Thursday, July 27, 2006
Mother May Assert Fatherhood of Non-Party in Paternity Suit—C.A.
Panel Rules Woman Had Standing to Raise Presumptions of Paternity on Behalf of Her Husband and Child’s Apparent Father
By TINA BAY, Staff Writer
A child’s mother has standing in a paternity suit to assert statutory presumptions of fatherhood on behalf of a non-party individual, this district’s Court of Appeal has ruled.
Div. Four Tuesday unanimously reversed a paternity determination by Los Angeles Superior Court Commissioner Ann Dobbs, who rejected the paternity claim of a child’s mother’s husband—a non-party—and concluded that the child’s biological father was the presumed father.
The panel remanded the case and ordered the trial judge to make the husband a party to the proceedings and properly weigh the competing paternity claims.
From the time she was born in 2001, Sienna, as the court identified her, lived with her mother, identified only as Suedi D., and her mother’s now-husband—they wed in 2003—identified only as Anthony O.
At the time of Seanna’s birth, the identity of Seanna’s biological father was unknown, because Seanna had been conceived during the time that then-15-year-old Suedi was engaging in sexual relations with both Anthony, then 29, and another man identified as Gabriel P., then 21. Suedi had led each man to believe he was the child’s father, but ultimately pursued a relationship with Anthony because Gabriel expressed reluctance to marry her.
Anthony, who began living with Suedi in her mother’s home shortly before
Seanna was born, was present during her birth, and soon thereafter executed a voluntary declaration of paternity identifying himself as her father.
Gabriel knew about Suedi’s due date and attempted to visit Seanna at the hospital, but Suedi prevented him from seeing the baby and subsequently precluded him from having contact with her after allowing several initial visits.

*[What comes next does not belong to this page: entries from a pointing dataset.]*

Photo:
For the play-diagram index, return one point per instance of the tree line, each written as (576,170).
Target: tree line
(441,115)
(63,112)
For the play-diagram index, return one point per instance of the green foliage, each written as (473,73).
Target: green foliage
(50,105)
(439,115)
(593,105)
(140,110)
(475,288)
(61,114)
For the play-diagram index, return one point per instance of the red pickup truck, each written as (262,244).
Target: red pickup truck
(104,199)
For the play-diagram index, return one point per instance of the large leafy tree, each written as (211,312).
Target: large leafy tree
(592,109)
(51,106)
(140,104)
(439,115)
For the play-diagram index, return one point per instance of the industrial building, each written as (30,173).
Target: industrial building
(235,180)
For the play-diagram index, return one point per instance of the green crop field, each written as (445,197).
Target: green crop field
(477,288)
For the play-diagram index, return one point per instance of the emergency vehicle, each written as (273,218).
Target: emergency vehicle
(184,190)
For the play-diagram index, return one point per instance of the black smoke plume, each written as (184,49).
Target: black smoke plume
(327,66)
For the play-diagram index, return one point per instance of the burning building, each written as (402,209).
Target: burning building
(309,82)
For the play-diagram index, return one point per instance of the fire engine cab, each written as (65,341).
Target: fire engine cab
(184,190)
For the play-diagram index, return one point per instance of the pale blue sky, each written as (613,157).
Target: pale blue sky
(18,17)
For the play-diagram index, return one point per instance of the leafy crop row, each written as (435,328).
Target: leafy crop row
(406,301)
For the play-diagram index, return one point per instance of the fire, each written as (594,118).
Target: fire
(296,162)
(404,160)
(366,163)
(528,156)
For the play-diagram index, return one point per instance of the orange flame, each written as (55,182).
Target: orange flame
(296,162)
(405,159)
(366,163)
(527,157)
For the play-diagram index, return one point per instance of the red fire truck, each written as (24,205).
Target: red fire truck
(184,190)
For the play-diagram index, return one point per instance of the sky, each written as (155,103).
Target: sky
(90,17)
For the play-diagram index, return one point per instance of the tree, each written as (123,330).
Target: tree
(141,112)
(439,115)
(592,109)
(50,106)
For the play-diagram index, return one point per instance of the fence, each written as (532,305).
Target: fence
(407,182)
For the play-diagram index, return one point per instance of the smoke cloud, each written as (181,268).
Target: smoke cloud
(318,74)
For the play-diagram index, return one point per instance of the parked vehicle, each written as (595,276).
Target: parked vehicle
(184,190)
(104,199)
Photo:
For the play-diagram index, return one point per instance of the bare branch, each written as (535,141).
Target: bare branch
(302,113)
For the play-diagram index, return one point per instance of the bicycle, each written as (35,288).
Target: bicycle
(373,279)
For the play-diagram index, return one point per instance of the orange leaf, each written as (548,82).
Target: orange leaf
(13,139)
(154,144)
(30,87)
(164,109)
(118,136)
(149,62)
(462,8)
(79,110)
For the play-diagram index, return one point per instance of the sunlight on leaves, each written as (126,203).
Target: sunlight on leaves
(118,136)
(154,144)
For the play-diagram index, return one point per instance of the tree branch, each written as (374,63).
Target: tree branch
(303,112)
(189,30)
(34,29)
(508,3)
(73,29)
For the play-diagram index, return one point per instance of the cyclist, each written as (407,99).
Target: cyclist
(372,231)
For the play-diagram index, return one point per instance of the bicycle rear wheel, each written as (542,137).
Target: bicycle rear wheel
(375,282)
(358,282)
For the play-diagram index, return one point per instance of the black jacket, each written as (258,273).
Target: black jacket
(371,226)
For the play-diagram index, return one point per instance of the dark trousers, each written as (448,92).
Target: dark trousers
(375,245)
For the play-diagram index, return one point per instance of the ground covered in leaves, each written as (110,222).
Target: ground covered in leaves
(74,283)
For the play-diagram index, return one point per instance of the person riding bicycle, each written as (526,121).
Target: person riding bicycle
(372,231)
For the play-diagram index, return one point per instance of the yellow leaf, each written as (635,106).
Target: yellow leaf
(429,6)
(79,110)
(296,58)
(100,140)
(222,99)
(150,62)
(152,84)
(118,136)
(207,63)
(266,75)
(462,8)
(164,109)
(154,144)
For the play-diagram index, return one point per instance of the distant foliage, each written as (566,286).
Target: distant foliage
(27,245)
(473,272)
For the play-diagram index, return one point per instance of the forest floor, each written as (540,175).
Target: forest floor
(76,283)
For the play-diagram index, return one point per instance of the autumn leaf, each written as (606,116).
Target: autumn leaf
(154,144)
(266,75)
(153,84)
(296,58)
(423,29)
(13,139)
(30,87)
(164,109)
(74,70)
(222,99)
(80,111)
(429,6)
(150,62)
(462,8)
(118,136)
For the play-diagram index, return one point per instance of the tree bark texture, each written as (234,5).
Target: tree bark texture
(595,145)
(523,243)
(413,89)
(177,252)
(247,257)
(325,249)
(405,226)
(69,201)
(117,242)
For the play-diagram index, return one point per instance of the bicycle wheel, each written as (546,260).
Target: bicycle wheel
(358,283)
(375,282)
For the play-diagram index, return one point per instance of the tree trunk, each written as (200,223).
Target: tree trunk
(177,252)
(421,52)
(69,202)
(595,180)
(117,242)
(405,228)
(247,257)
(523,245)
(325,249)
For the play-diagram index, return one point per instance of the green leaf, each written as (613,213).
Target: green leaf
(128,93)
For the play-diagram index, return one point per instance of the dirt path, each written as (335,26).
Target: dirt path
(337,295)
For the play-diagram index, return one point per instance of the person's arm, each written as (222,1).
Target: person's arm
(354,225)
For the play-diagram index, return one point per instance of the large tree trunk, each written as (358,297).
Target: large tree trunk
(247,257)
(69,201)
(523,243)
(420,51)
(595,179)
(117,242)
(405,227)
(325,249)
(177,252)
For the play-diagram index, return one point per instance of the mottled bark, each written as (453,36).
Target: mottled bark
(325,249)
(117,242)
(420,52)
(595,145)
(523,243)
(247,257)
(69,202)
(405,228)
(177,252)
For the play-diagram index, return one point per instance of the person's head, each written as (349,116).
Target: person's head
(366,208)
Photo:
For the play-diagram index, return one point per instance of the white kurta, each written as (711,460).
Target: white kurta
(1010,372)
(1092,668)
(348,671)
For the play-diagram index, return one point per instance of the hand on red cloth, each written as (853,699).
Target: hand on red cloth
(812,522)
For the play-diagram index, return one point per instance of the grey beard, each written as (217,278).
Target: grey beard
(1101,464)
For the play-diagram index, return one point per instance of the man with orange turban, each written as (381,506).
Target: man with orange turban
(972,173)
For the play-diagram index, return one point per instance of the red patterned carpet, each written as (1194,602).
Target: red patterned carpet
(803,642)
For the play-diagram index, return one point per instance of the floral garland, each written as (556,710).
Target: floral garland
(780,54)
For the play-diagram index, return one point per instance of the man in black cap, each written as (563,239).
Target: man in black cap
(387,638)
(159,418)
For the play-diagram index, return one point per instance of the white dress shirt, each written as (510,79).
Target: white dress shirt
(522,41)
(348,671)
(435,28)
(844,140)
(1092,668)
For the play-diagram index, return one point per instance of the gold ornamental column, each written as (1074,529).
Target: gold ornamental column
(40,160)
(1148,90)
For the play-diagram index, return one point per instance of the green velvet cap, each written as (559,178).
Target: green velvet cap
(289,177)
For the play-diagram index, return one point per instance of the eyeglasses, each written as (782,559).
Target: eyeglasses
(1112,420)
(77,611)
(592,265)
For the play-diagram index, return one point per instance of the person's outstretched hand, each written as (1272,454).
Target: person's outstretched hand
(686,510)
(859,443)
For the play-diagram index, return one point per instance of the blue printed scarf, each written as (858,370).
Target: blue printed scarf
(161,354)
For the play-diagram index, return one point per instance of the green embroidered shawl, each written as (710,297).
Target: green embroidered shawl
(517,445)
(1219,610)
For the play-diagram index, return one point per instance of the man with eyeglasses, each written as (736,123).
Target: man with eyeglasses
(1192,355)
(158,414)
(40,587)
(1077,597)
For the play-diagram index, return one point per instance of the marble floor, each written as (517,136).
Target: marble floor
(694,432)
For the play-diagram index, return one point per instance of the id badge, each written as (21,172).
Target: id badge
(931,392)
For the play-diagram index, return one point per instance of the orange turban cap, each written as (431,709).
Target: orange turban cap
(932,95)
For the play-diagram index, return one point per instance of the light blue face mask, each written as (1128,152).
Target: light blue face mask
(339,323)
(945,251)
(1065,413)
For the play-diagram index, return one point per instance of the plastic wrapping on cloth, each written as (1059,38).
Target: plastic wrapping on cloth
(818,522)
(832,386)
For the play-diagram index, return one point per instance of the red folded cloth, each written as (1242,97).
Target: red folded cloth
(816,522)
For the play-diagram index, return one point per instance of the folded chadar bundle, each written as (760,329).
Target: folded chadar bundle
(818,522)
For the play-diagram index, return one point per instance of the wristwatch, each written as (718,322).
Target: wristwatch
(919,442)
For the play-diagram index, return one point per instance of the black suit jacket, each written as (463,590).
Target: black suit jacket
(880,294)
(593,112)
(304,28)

Suedi eventually told Gabriel he was not Seanna’s father, stating falsely that she had test results to prove it, and asked him not to contact her or Seanna any further.
A December 2001 paternity test done at Anthony’s request revealed that Anthony was not Seanna’s father.
In the paternity action that Gabriel filed soon thereafter, Dobbs ordered genetic testing that established Gabriel was Seanna’s biological father, and then ruled that Gabriel was both the biological and presumed father of Seanna.
Declining to entertain Anthony’s competing paternity claim because he was not a party to the action, and setting aside his voluntary declaration of paternity, Dobbs reasoned that Gabriel was entitled to establish his paternity because Suedi’s conduct had unilaterally precluded him from meeting the statutory requirements for becoming a presumed father.
The court of appeal agreed that Gabriel was entitled to establish his paternity, but concluded Dobbs erred in failing to address whether Anthony was a presumed father under Family Code Sec. 7611(c)(1) and (d).
Subdivision (c)(1) raises the presumption of natural fatherhood where the man is married to the child’s mother and is named as the child’s father on the child’s birth certificate, and subdivision (d) provides that a man is the presumed father of a child where he receives the child into his home and openly holds the child out to be his natural child.
These presumptions may be asserted by mothers on behalf of individuals who are not parties to the action, because the Legislature clearly demonstrated the intent to give mothers standing in this regard, the panel concluded on an issue of first impression.
The justices also concluded that Dobbs abused her discretion by setting aside Anthony’s voluntary declaration without joining him as a party to the proceedings.
Writing for the panel, Justice Nora M. Manella explained:
“Although neither Gabriel nor Suedi formally requested that Anthony be joined as a party, Anthony appeared during the proceedings, and Suedi argued throughout that Anthony was Seanna’s presumed father. The trial court never suggested that Anthony’s absence as a party might be relevant to its ruling until it issued its statement of decision, which recognized Anthony’s claim as presumed father, but set this claim aside primarily because he was a non party.”
Suedi’s appellate counsel, Fullerton attorney Marjorie G. Fuller, told the MetNews that Suedi and Anthony, who reside in Southern California, were “very happy” with the panel’s ruling.
“The fact that now a mother has standing to bring the issue of presumed fatherhood before the court is very significant, because in today’s society there are a lot of men who are not the biological parents of children that they are rearing who previously might not have had the ability to have their claim heard,” Fuller said, adding that if the court’s determination of Gabriel’s paternity had been final, Anthony would have faced great difficulty overturning that presumption in a separate action.
Fuller also remarked that the panel’s decision could have interesting implications in parentage disputes involving same-sex relationships.
Gabriel’s attorney, John A. Tkach of the Pasadena firm McMillan & Tkach, could not be reached for comment.